Irgendwann musste Ursula eingeschlafen sein. Gegen fünf Uhr morgens wachte sie auf. Sie war vom Stuhl gerutscht, ihr Oberkörper war nach vorne auf die Bettkante gekippt. Als sie die Augen öffnete, lag der Kopf der Mutter nur eine Handspanne vor ihr auf dem Kissen. Sie schreckte hoch, stieß durch die jähe Bewegung den Stuhl um, wollte hinaus auf den Flur rennen, fasste sich dann aber und suchte, wie sie es im Praktikum gelernt hatte, an der Halsschlagader nach dem Puls. Sie fühlte nichts, er war erloschen. Katrin war tot, gestorben, während sie schlief.

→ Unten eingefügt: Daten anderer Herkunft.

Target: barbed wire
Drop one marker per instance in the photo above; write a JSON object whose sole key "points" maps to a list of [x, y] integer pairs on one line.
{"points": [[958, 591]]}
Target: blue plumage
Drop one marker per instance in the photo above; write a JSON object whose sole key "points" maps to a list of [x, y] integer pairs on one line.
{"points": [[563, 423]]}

Ursula schellte. Dann stellte sie den Stuhl auf und setzte sich. Als die Nachtschwester kam, hatte sie ihre Frisur bereits in Ordnung gebracht.
***
Im Radio wurde vor einem Unwetter gewarnt. Von Westen näherte sich mit einer Geschwindigkeit von über hundert Stundenkilometern ein Sturmtief, das quer durch die Mitte Frankreichs Verwüstungen angerichtet hatte: abgeknickte Strommasten, von umgestürzten Bäumen blockierte Straßen, abgedeckte Dächer. Bei Metz war ein Sportflugzeug an einem Sendemast zerschellt, der Pilot hatte den Tod gefunden. Die Meteorologen hatten dem Sturm einen Namen gegeben. Ursula horchte auf: Er hieß Katrin.